THE SEASON THAT WAS: Hayes was the opening night starter at point guard, five weeks after the Nov. 18 draft, despite having no conventional rookie off-season – no Summer League, no skills or conditioning programs devised by his team, no chance to imbed himself with a coaching staff as a rookie typically would. He struggled through the first seven games, shooting 28 percent, before a Jan. 4 hip injury suffered in a loss at Milwaukee appeared to threaten his season.

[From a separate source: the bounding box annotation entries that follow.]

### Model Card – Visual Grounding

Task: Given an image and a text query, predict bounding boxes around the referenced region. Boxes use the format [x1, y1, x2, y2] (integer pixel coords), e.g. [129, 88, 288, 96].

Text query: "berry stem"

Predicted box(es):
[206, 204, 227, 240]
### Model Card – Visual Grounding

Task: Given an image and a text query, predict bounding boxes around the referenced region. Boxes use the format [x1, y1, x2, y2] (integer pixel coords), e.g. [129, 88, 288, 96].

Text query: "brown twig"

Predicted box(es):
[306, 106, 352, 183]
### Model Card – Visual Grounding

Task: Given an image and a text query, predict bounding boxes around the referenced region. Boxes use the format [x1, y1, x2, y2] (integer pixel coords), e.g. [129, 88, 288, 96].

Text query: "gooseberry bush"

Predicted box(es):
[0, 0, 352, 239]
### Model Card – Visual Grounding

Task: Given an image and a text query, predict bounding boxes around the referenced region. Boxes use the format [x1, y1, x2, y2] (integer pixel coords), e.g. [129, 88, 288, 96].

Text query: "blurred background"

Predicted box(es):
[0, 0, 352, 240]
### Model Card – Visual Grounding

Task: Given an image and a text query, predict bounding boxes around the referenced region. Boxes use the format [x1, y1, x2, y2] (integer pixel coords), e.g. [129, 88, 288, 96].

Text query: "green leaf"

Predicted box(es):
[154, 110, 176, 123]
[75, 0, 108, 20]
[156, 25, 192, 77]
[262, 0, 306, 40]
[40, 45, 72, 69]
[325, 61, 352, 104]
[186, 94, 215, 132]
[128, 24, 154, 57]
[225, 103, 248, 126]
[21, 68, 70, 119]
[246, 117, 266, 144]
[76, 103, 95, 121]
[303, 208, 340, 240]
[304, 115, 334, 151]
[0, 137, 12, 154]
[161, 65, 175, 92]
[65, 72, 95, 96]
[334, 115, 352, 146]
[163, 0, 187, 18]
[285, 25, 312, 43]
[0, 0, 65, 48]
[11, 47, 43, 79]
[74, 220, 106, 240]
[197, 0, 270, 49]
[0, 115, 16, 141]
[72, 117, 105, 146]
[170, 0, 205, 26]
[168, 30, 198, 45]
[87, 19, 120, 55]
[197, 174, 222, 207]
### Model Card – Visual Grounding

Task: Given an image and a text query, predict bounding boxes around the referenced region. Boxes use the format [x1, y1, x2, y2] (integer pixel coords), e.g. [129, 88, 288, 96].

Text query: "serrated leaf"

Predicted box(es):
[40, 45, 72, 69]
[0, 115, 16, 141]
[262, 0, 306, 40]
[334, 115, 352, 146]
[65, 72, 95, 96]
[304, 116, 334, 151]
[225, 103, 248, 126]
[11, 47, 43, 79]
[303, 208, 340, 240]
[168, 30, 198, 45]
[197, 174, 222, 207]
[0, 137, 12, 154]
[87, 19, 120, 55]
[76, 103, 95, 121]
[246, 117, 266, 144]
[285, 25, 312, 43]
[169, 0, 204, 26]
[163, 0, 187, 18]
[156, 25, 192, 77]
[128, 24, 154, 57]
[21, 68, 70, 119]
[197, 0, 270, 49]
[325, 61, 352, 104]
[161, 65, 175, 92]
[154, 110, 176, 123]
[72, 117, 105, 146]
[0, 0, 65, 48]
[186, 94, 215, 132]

Initially thought to be a torn labrum, Hayes’ diagnosis was altered to reflect a right hip subluxation or partial dislocation. With surgery off the table, Hayes went on a regimen of rest and rehabilitation and was able to return three months and 41 games later. He played 19 games, making 11 starts, after his return and improved his scoring (4.6 to 7.8), rebounding (1.1 to 3.2) and assist (3.6 to 5.9) numbers while shooting 38 percent. When the Pistons created more opportunity for their rookies and other young players late in the season, Hayes appeared comfortable playing alongside fellow rookie point guard Saben Lee and expressed his enthusiasm for playing off of the ball at times. At 6-foot-5 with a solid frame and a 6-foot-8 wingspan, Hayes arrived with a reputation for being an advanced defender for a teenager and lived up to his billing with the Pistons.
A LOOK AHEAD: The Pistons fully expect a significant step forward for Hayes in his second season after a concentrated summer of both skills development and a strength and conditioning regimen. As he matures physically, Hayes’ size and strength should become a major advantage for him when paired with his above-average vision and feel for manipulating pick-and-roll scenarios. Hayes showed marked progress after his early-April return in picking his spots in penetration and as a finisher, though his rate of 0.9 free throws per 36 minutes reflects the need for him to become better at drawing and playing through contact at the rim. Given his size and frame plus Dwane Casey’s preference for playing with multiple ballhandlers and playmakers, the likelihood is that Hayes will spend a good chunk of his future minutes playing alongside another point guard. But there’s no confusion about how the Pistons see Hayes: He’s a point guard who has the ability to play off the ball. Improving his 3-point shooting is a must, but also a reasonable expectation given his elite free-throw ability, a reliable predictor of a successful 3-point evolution.
MONEY QUOTE: “We’ve got a great future. We have a fun team. We love playing with each other. We love sharing the ball. We love seeing each other succeed. I love my teammates. We’ve got a bright future.” – Killian Hayes after a May 9 loss to Chicago in which he and his three fellow 2020 draft classmates Isaiah Stewart, Saddiq Bey and Saben Lee combined to score 73 points, grab 22 rebounds and dish out 19 assists.